Vector Autoregression generalises an AR(p) model to account for multiple times to capture how they relate to each other, i.e. can one predict the other.

Question 30

What is seasonal ARIMA (SARIMA)?

Answer 30

A SARIMA model assumes multiplicative seasonality and postulates that the seasonal behaviour itself can be thought of as an ARIMA process.

Question 31

What are ARCH, GARCH family of models?

Answer 31

Autoregressive Conditional Heteroskedasticity (ARCH) models used for times that don’t have constant variance (i.e. stock prices) and that the variance appears autoregressive conditional on the earlier variances (for example high volatility days on the stock exchange occur in clusters).

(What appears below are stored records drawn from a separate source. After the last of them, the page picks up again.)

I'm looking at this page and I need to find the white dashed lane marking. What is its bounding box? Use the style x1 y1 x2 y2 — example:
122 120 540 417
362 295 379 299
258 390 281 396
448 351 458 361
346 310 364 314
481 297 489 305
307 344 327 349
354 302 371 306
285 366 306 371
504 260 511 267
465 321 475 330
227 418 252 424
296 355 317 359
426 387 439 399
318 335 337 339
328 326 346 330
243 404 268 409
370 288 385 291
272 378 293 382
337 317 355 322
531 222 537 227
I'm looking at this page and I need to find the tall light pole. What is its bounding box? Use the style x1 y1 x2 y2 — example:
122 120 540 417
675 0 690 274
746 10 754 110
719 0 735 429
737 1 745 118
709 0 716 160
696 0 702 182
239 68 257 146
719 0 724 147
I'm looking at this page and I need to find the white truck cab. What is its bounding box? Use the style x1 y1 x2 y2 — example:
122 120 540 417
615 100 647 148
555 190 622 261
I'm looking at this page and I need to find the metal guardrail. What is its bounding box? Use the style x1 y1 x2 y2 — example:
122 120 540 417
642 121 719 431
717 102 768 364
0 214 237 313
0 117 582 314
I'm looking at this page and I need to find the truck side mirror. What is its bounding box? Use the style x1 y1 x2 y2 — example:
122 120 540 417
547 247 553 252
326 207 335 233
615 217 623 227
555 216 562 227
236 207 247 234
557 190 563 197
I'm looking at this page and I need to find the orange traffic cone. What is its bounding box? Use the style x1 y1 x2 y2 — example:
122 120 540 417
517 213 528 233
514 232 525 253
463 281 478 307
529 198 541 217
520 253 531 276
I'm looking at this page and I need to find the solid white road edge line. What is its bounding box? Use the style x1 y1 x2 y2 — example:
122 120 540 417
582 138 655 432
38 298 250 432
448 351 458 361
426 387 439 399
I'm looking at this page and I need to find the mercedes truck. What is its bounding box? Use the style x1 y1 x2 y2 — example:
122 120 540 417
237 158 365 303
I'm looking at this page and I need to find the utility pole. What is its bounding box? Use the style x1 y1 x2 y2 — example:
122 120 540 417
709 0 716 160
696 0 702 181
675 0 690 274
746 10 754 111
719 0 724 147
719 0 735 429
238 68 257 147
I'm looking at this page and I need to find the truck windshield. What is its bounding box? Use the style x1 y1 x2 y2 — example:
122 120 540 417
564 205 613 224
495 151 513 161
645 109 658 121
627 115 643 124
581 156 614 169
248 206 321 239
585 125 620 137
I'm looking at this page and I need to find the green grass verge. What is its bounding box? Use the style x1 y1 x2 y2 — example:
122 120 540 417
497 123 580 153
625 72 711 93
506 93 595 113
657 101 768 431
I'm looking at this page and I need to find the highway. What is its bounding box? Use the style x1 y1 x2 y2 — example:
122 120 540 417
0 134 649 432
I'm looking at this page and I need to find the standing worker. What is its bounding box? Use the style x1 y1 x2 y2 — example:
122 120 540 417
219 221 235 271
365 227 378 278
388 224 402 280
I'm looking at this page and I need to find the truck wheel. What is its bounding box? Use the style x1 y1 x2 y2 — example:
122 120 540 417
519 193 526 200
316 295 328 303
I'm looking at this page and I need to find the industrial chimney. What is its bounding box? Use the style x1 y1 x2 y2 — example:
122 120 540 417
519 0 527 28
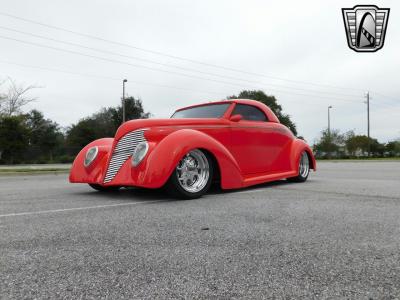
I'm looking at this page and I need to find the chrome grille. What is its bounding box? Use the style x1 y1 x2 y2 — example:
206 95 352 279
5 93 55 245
103 129 146 183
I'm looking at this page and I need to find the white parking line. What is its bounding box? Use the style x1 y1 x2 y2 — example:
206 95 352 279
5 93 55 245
0 200 164 218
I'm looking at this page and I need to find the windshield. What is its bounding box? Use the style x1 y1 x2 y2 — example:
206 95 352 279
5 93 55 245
171 103 230 118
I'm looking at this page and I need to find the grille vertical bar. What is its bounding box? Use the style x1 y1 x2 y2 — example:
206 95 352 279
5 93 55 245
103 129 146 183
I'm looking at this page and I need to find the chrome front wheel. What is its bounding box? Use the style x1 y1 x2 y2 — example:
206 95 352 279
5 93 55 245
176 149 210 193
166 149 213 199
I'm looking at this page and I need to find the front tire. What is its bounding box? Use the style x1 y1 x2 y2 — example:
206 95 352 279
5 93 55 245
287 151 310 182
165 149 213 199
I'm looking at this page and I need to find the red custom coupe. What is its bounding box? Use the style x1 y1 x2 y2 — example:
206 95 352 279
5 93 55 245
69 99 316 198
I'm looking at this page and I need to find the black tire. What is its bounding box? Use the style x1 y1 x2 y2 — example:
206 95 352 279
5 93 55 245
89 184 120 192
287 151 310 183
165 149 214 199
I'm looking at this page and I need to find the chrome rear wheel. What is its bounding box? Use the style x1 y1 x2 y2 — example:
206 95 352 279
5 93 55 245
287 151 310 182
299 152 310 178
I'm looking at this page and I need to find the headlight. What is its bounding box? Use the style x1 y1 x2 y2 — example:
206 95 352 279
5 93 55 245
132 142 149 167
84 146 98 167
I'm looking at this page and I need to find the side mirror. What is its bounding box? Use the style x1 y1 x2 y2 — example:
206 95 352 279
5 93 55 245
229 114 242 122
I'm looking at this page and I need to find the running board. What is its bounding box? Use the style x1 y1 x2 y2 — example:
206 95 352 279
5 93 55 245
242 170 297 188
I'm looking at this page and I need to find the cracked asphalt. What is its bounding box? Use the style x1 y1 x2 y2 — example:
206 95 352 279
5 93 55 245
1 161 400 299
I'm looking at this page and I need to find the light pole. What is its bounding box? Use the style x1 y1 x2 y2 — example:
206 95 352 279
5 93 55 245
122 79 127 123
365 91 370 157
328 105 332 158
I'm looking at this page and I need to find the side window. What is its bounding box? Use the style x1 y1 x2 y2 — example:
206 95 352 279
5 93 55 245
232 104 268 122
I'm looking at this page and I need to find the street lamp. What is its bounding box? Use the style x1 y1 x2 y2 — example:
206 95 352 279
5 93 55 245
328 105 332 137
328 106 333 158
122 79 128 123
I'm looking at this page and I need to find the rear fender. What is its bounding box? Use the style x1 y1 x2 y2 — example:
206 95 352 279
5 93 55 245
138 129 243 189
290 139 317 173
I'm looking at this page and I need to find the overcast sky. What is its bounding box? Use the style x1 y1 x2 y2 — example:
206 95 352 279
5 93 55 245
1 0 399 143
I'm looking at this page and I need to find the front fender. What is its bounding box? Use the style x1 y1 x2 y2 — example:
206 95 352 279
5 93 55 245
137 129 243 189
69 138 114 183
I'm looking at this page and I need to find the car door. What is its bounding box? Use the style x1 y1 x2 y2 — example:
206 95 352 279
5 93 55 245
228 104 292 175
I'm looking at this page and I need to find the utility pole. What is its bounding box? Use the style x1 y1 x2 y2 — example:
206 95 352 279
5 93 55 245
328 105 332 159
122 79 128 123
365 91 370 157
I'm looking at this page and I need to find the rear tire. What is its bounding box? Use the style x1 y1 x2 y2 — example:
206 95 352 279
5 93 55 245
89 184 120 192
287 151 310 183
165 149 213 199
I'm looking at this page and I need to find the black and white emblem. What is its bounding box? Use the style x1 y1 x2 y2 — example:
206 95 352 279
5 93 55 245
342 5 390 52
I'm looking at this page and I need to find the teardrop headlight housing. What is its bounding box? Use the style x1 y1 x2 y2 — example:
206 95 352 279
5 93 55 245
84 146 98 167
132 142 149 167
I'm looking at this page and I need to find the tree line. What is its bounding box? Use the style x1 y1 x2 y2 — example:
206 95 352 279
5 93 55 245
0 96 150 164
0 77 151 164
313 128 400 159
0 79 399 164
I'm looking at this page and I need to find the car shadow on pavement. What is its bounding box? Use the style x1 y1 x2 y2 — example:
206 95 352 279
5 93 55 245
208 179 296 196
71 187 176 202
71 179 307 202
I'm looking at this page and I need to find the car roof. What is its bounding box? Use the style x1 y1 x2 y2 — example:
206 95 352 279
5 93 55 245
175 99 280 123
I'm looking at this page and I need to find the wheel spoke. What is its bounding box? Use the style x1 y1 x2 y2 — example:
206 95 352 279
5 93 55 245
299 152 309 178
175 149 210 193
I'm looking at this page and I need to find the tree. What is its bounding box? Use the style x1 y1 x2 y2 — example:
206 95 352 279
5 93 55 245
25 110 63 161
66 118 99 150
345 133 384 157
313 128 345 158
228 90 297 135
0 78 5 107
0 116 29 164
370 138 385 157
112 96 152 126
0 78 40 117
385 140 400 157
66 96 150 154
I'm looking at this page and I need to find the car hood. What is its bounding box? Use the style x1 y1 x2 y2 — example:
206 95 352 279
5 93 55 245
114 118 227 140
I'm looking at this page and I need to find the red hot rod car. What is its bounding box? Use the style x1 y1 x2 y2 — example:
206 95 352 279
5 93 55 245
69 99 316 198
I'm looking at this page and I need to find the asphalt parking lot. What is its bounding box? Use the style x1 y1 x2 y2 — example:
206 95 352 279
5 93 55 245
1 161 400 299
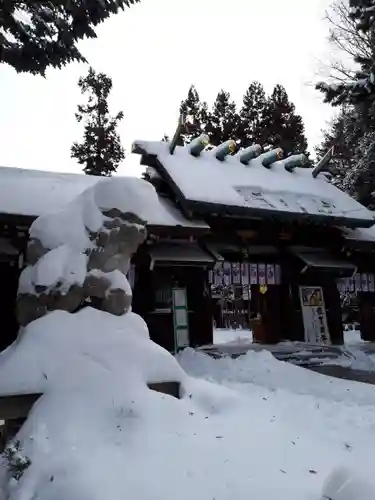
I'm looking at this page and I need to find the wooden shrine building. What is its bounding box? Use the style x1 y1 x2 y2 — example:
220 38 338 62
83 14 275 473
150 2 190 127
0 166 215 354
2 132 375 352
133 134 375 346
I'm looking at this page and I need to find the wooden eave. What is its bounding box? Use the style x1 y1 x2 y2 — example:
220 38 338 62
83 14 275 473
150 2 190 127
147 223 210 238
0 212 35 228
0 212 209 240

In these models, the variance of a process is modelled rather than the process itself.

Question 32

What are the advantages of statistical models of time series?

Answer 32

• These models are simple and transparent, so they can be understood clearly in terms of their parameters.
• Because of the simple mathematical expressions that define these models, it is possible to derive their properties of interest in a rigorous statistical way.
• You can apply these models to fairly small data sets and still get good results.
• These simple models and related modifications perform extremely well, even in comparison to very complicated machine learning models. So you get good performance without the danger of overfitting.
• Well-developed automated methodologies for choosing orders of your models and estimating their parameters make it simple to generate these forecasts.

Question 33

What are the disadvantages of statistical models of time series?

Answer 33

• Because these models are quite simple, they don’t always improve performance when given large data sets. If you are working with extremely large data sets, you may do better with the complex models of machine learning and neural network methodologies.
• These statistical models put the focus on point estimates of the mean value of a distribution rather than on the distribution. True, you can derive sample variances and the like as some proxy for uncertainty in your forecasts, but your fundamental model offers only limited ways to express uncertainty relative to all the choices you make in selecting a model.
• By definition, these models are not built to handle nonlinear dynamics and will do a poor job describing data where nonlinear relationships are dominant.